This does not mean that we actively have those unfair values about darker people, it’s actually more often the opposite. No matter how openminded and equal-thinking and anti- racist we are, we can not stop this programming from happening and from controlling our brains if we keep on consuming the biased media we are surrounded by. Studies show that even people with darker skin feel more suspicion and fear when seeing darker people compared to light skinned ones. The sad fact is that as a result of the terrible bias in media; movies, series, commercials, news etc. the same programming is going on in all of us, and it does not matter how wrong or heavily biased this image is, it doesn’t even matter if the media we consume is fictional, associating a certain look to certain traits even when it’s obviously fictional and made up creates this programming of our brains and this is how we become racists – maybe you could call it the early stages. This means that most people in the modern world are ”light” racists, at least. But it is not our fault. However, it is our responsibility to be aware of how this works and work against it. The only way to change this is to feed our brain with more positive information/associations to dark skinned people than negative ones (this of course works the same for any group/look, but in this case I am using skin color as an example). And we need to get first hand information – experiential based. The deeper level of experience (thus memory thus information in the computer that is our brain) that is created when e.g. spending time and becoming friends with people of a certain look allows it to overrun the previous programming faster than for example just reading about it. But it will not happen unless you actively work on re-learning, creating new automatic associations in your brain.

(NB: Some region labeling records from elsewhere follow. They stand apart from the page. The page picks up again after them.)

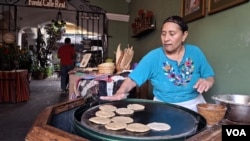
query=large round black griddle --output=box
[74,99,206,141]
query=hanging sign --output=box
[28,0,66,8]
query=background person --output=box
[101,16,215,112]
[57,38,76,92]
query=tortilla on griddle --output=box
[115,108,134,116]
[99,104,117,112]
[89,117,111,125]
[111,116,134,123]
[95,110,115,118]
[147,122,171,131]
[125,123,150,133]
[127,104,145,111]
[105,122,127,130]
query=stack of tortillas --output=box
[89,104,171,133]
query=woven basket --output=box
[98,63,115,74]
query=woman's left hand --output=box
[193,77,214,94]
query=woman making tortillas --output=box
[101,16,215,112]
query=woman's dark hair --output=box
[64,38,71,44]
[162,16,188,32]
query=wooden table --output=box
[0,70,30,103]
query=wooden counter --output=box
[25,98,221,141]
[25,99,88,141]
[0,70,30,103]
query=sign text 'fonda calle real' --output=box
[28,0,66,8]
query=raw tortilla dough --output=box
[105,122,127,130]
[89,117,111,125]
[126,123,150,133]
[115,108,134,115]
[127,104,145,111]
[99,104,117,112]
[95,110,115,118]
[111,116,134,123]
[147,122,171,131]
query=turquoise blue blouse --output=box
[129,44,215,103]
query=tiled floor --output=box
[0,78,68,141]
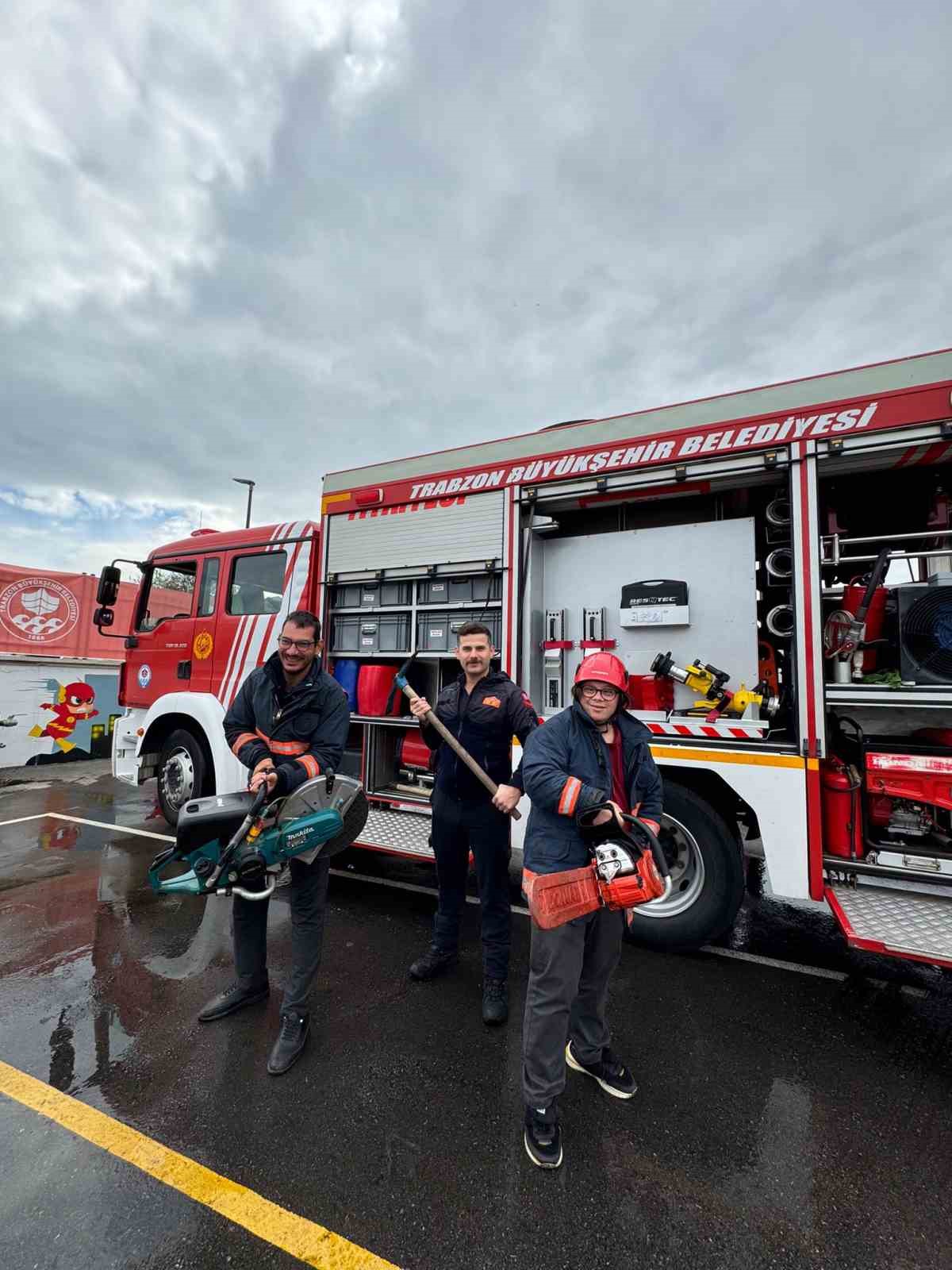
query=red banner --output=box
[0,564,182,659]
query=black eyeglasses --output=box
[582,683,618,701]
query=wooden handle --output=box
[397,675,522,821]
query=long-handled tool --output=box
[393,652,522,821]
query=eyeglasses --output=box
[582,683,618,701]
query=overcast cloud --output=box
[0,0,952,570]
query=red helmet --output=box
[62,679,97,705]
[575,652,628,706]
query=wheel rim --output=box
[637,815,704,919]
[161,745,195,810]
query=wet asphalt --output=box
[0,764,952,1270]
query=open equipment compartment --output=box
[820,441,952,894]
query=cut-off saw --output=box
[148,772,368,899]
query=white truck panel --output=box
[325,491,505,573]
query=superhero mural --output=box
[0,663,122,767]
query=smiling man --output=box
[204,610,351,1076]
[410,622,538,1024]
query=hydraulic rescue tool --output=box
[522,802,671,931]
[387,652,522,821]
[651,652,779,722]
[148,772,368,899]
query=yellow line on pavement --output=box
[0,1062,396,1270]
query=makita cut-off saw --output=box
[148,773,368,899]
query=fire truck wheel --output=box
[626,781,744,950]
[159,728,207,829]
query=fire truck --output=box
[98,351,952,965]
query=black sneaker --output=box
[523,1103,562,1168]
[410,944,459,979]
[268,1010,311,1076]
[198,983,268,1024]
[565,1041,639,1099]
[482,979,509,1026]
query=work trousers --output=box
[430,789,512,979]
[522,908,624,1109]
[231,856,330,1014]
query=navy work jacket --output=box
[522,701,662,874]
[420,671,538,804]
[225,652,351,794]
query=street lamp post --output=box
[231,476,255,529]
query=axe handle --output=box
[395,675,522,821]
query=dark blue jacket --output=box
[420,671,538,804]
[225,652,351,794]
[522,701,662,874]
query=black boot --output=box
[198,983,268,1024]
[410,944,459,979]
[268,1010,311,1076]
[482,978,509,1024]
[523,1103,562,1168]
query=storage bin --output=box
[332,578,410,608]
[330,614,360,652]
[447,573,503,605]
[374,614,410,652]
[330,582,363,608]
[332,614,410,652]
[416,573,503,605]
[416,610,503,652]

Having explained this, let’s go back to me traveling to India. Despite knowing that I was wrong, having read and studied the phenomenon described above (it is called priming – read about it in the super interesting book Blink), I had this hidden feeling of fear and suspicion when it came to Indian men that was barely on the surface of my awareness. Like I said, I hate to admit it, and wasn’t it because I knew of this phenomenon I would probably have neglected it. After all, it is not very easy to realise that despite trying so hard to have an open heart and mind, despite having traveled a lot, despite knowing and loving people with all kinds of skin colors and looks, there was still this shameful, groundless racist in me.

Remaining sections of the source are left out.